“Hey would it be stupid to try to remake that picture in my office from when I was a kid?”

“No! That sounds really fun!” – It was.  A LOT of fun!

If you’ve been by my house any time in the last 25 years, you’ve likely seen the image above on the left, either hanging in my room or office.  I took it on a family vacation to Utah with my film camera, a Canon F-1, given to me by a long time family friend, Roger Givens.  Well, on Holly’s and my recent trip to Utah, I hatched a plan to recreate it.  Not in a cheesy, let me see if I can dress up and look just like I did 25 years ago kind of way, but in a “this is me now” kind of way.  Honestly, I had no idea how fun this would be.

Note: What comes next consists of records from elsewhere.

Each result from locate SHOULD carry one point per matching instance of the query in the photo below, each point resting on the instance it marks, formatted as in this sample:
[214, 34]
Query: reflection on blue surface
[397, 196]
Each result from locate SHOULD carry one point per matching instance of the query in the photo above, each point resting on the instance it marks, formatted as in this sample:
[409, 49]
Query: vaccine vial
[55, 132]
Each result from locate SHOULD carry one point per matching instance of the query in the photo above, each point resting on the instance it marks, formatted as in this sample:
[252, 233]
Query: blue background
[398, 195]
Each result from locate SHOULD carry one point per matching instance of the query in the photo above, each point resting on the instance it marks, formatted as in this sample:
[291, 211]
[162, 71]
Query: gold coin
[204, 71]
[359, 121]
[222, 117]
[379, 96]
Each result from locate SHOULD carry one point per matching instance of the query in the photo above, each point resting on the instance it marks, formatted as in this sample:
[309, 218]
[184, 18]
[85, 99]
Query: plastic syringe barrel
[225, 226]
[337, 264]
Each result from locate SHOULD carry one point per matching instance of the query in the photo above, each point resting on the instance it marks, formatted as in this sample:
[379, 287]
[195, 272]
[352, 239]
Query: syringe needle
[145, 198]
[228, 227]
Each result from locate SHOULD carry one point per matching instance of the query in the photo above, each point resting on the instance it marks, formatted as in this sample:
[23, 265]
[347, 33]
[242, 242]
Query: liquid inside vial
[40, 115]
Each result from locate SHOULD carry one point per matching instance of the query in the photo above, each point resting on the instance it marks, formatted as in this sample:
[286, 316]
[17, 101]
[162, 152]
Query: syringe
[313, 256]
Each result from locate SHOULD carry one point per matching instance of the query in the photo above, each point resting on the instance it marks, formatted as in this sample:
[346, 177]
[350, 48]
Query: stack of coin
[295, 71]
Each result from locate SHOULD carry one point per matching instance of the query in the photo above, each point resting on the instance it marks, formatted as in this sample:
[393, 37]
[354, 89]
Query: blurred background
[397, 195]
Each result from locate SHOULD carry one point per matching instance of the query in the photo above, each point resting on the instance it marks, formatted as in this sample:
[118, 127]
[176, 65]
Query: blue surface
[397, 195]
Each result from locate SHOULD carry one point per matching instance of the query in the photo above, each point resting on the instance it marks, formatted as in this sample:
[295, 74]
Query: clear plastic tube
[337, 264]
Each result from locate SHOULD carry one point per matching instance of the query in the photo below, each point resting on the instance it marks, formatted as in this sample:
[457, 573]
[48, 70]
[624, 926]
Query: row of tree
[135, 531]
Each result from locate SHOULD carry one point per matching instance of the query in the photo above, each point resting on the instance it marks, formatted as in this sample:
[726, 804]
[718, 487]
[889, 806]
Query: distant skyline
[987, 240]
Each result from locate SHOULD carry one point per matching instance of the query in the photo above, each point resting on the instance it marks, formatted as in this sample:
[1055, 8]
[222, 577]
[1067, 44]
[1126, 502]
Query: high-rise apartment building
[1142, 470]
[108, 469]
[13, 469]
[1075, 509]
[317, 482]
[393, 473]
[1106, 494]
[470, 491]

Let’s start at the start.  In the Summer of ’96 (it actually might have been ’97, we’re not 100% sure now), my dad had a meeting in Utah to attend for work and my mom and I tagged along.  We made a little road trip out of it, driving up to the Grand Tetons and Yellowstone before returning home.  Dad’s meetings were in Ogden, so we ended up exploring around there a bit.  None of us remembers if we had spotted this particular trail while driving up Ogden Canyon, or if someone had suggested it, but in any case the three of us went for a hike.  As the hike progressed, I had decided that I wanted to go on further to see if I couldn’t find a nice spot for sunset, but mom and dad (who at the time were 4 – 5 years older than I am now) decided to turn back.  From the trail we could see a parking lot at the end of a street that looked to go all the way in to town, so we agreed that they could figure out where that was and we’d meet there after sunset (the grid layout of the streets in Utah make such a proposition pretty straight-forward, as crazy as it sounds now, with none of us actually having a map).  They turned back, and I carried on, assuming I’d be able to figure out a way to get to that parking lot from the mountainside.

After about another mile or so, I came upon an awesome clearing at the top of some cliffs overlooking the city.  No need to go further, this was a great spot.  From my perch I could clearly see the agreed upon rendezvous spot, and I could see that there were multiple trails to get me there.  Nothing to do now but hang out and wait for the sun to set.  I found a big rock to hide in the shadow of, and I waited.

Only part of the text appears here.